During the July boom, many of the ICOs turned out to be scam schemes, bent on taking the funds from investors and never to return. Although there is no official number of scams within the ICO industry, they are quite common according to Joseph Lubin and Brad Garlinghouse, owners of Ethereum and Ripple respectively.

This was especially true in the booming months of July and August. Even SEC (U.S. Securities and Exchange Commission) has released an official statement, warning investors to stay away from ICOs due to large number of frauds, according to CNBC report.

With many people fooled by the developers, a general distrust now follows ICO projects. The distrust grew, resulting in fewer people willing to risk their savings and invest in the fundraisings. Cointelegarph mentions a number of $225 million lost in phishing crimes in 2017 only, which is almost 20% of the total ICO market cap.

Competition

If we go back to the figures presented at the beginning of the article, you will see that number of ICO has risen drastically, even in the period of stagnation. The ones from the beginning of 2017 and even in 2016 and earlier, still exist. Add to that exchanges, brokers and P2P marketplaces and you have one large cryptocurrency market, with so many people and businesses screaming to get your attention.

This would lead towards oversaturation of the market, as it was the case in October and November this year. Coupled with regulatory issues and forks, ICO number and value was sure to drop. The number of scams and failed ICO crowdfunding projects put a dent in the marketing plans of the developers.

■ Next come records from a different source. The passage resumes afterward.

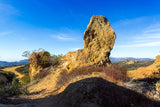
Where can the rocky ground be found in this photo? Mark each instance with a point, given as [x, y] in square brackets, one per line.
[86, 77]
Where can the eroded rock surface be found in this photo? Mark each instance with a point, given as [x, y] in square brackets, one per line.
[98, 39]
[38, 61]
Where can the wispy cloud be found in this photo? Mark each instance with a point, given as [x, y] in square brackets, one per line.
[74, 49]
[64, 37]
[149, 44]
[146, 37]
[6, 9]
[67, 35]
[5, 33]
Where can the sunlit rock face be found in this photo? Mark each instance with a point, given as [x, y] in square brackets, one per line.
[157, 59]
[38, 61]
[99, 40]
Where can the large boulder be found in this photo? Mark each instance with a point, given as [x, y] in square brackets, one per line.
[98, 39]
[157, 59]
[38, 61]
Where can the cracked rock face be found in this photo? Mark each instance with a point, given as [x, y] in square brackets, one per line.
[157, 59]
[98, 39]
[38, 61]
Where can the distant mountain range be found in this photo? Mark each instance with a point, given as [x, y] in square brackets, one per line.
[115, 60]
[21, 62]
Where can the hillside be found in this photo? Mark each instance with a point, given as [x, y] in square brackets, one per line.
[21, 62]
[82, 78]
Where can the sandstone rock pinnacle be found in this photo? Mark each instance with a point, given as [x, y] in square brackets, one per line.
[38, 61]
[98, 39]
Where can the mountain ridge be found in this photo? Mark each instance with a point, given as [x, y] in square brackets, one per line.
[21, 62]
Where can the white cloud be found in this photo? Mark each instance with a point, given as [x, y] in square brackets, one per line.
[74, 49]
[6, 9]
[150, 37]
[149, 44]
[63, 37]
[5, 33]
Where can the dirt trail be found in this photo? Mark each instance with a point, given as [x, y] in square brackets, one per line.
[12, 69]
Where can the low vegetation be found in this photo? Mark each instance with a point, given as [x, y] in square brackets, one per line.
[136, 65]
[114, 73]
[24, 69]
[55, 59]
[14, 86]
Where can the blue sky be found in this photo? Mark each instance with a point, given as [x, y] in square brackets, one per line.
[58, 26]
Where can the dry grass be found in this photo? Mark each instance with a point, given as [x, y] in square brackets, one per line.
[12, 69]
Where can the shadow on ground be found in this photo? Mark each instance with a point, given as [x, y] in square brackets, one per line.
[93, 92]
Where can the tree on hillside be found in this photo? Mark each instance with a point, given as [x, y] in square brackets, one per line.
[27, 54]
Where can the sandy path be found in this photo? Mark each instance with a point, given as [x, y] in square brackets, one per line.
[12, 69]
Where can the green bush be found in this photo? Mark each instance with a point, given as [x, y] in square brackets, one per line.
[23, 69]
[55, 59]
[25, 79]
[157, 66]
[9, 75]
[11, 89]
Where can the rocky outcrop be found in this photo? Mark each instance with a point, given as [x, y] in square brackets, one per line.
[3, 79]
[98, 39]
[38, 61]
[157, 59]
[97, 92]
[146, 72]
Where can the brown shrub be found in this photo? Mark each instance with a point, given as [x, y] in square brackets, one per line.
[116, 72]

As time passes, investors are demanding more information and security from the owners of the token owners. Thus, marketing of the release became even more vigorous and costly than it was the case just a few months ago.

The Future of ICOs

It is hard to predict where things will go from here. On one hand, government bodies are trying their best at controlling the market and impose regulations on the industry. On the other, cryptocurrency communities are trying their hardest not to fall down to that path. The idea of the tokens is to ease up the communication and transaction speed while making a profit.

Thus, many of the ICO owners would still remain anonymous as long as there are people willing to risk and buy these tokens from them. AS New York Times stated, even though China did forbade the ICOs within its borders, it still struggles to implement the ban.

Thus, we deem that industry will prevail in the future. It brings innovative solutions to the crypto table. The issue would still remain on how to hedge against scams and what growth the industry would experience in the coming months due to the tighter regulations.